Jerusalem/Temple Mount, and The Holy Places
• Amanpour says: "It was from here, according to Muslim scripture, that the Prophet Mohammed ascended to heaven around the year 630. But Hebrew scripture puts the ancient Jewish Temple in the same location, destroyed by the Romans in the year 70. For the next 1,900 years, even the last remnant of the temple known as the Wailing Wall, or the Western Wall, was lost to the Jews."

a) Muslim scripture refers to Mohammed ascending to heaven from the "farthest mosque," which could not have been on the Temple Mount, since the mosque there wasn't built until well after the death of Mohammed.
b) The Western Wall isn't a remnant of the Temple, it is merely a retaining wall built to extend and flatten the Temple Mount. And there are indeed actual remains of the First and Second Temples on the Temple Mount.
c) Although Amanpour notes the holiness of the Temple Mount to Jews and Muslims, and some Jews in clips say that it is the holiest site for Jews, she never points this out herself, nor does she mention that Hebron is Judaism's second holiest city with its second holiest shrine.
d) Amanpour interviews the Muslim Grand Mufti of Jerusalem to give a Muslim perspective on the Al Aqsa Mosque, but no Jewish Rabbinical figure is presented to discuss the paramount religious importance of the Temple Mount to Jews.

Carter and Mearsheimer
Amanpour states: " Most recently, former President Carter was criticized for criticizing Israel's treatment of the Palestinians. In his book, "Palestine: Peace, not Apartheid."
Carter was, of course, "criticized" for purveying multiple false statements about Israel and the Palestinians.

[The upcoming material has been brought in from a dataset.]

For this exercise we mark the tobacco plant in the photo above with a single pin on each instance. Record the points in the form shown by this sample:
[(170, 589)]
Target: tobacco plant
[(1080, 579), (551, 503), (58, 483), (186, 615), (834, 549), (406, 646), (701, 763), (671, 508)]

See, for example, A Comprehensive Collection of Jimmy Carter's Errors.

Professor John Mearsheimer is also invited on to explain to viewers the allegedly pernicious effects of the "Jewish Lobby," with no mention by Amanpour of the extremely serious flaws that critics have identified in Mearsheimer's work.

Muslim "Anger"
Interviewed by Amanpour, Gershom Gorenberg states: "You can't understand the anger of radical Islam unless you understand the conflict between you know, the Jews and the Palestinians." The false implication is that such "anger" is primarily rooted in the Israeli-Palestinian issue, disregarding the far greater forces driving radical Islam, including the titanic struggle between Shiites and Sunnis triggered in large measure by the overthrow of the Shah of Iran, the Khomenist revolution and the expansion of Saudi Wahabism.

As even the Ayatollah Khomeini put it, the United States was the "Great Satan," while Israel was only the "Small Satan."